2nd prize winner Neda Starac was unfortunately unavailable to speak about her work, but we all enjoyed the commentary from Robert about her small work Masters of the Present World. Living interstate, Neda needs postable works; we were all intrigued as to how much could fit into a small work, saying so much with 5 symbols, Trump, Kim Jong un, a horse, an Australian native flower and a woman.
3rd prize winner Dawn Cole’s Utopia spoke of the feelings within the painting, not only whilst painting, but the painting itself and how it’s uplifting colour, movement, texture and shape soothes the soul and takes Dawn as well as ourselves to a safe uplifting place. Dawn’s second artwork Melt Down was gifted a High Commendation, and she spoke of the balance of peace Utopia gave her after painting Melt Down.

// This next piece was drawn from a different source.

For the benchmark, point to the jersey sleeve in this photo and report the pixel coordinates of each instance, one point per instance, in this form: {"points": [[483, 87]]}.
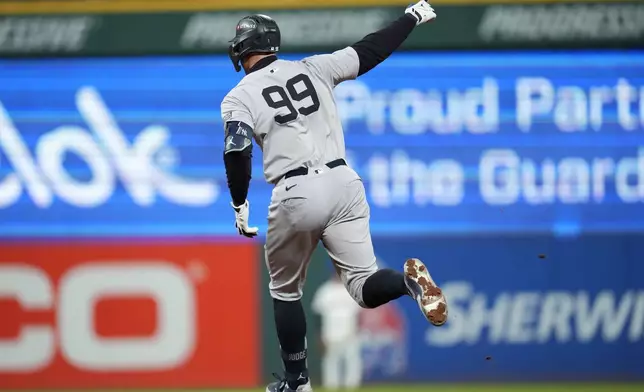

The Encouragement Award for Gold Coast by Deirdre Oliver who was unable to attend, yet we all enjoyed deciphering the wonderful look of age, tan, pinched lips around a straw, breast slung in bikini and the atmosphere of sun, relaxation and holiday feel of the whole work. We’d love to know more about the woman hidden behind the foliage and what her story is though.
The final winner of the Special Prize for Innovative Use of Materials, Resilence - The Strength of Self by Kirsten Laken. I spoke of the forces of DNA, nature, our cells, our mind and soul, how they are both a benefit and a hindrance to us at times, yet within us we have a light within that keeps us moving forward. Some of the techniques used, such as kiln firing to fuse and slump the glass, smooth the edges and add layers, and how I laminated each section to a large circular sheet of glass to create it as a whole. Plus my new skill of angle grinding and welding steel to create the frame (Thanks Robert for noticing this).
We were very fortunate to have Payam Khajeh speak about his work Translucency, which received a High Commendation. Payam explained the turmoil within as he watches from afar, torn by the atrocities he witnesses and hears of from his mother country. The pain and anguish he endures from leaving his country and the guilt he feels for making a life here in Australia. In his work we could see the hollowness of his self as he is left with the mixed feelings of the emotional battle.
Another High Commendation work, Fantasy Girl by Graham Edwards, was admired for its light hearted, colourful, contoured work. We all enjoyed its simple yet joyful view of portraiture. Timeless and contemporary.
We all had a wonderful afternoon, talking art, making connections within the art world, telling stories and relaxing in good company, much needed after the work we had put in to create and exhibit our works. Jess and I did not partake in the wine offered and whilst driving home we were disappointed when getting held up for 30 mins by the traffic jam from a booze bus, we were not pulled over for a breath test, yet pleased that those that partook in wine chose to walk ... no one can say artists aren’t responsible people.
Thank you CAS for the wonderful award and prizes and to William Eicholtz for judging the art with such care and insight, plus a huge thanks for all sponsors for their support and generosity.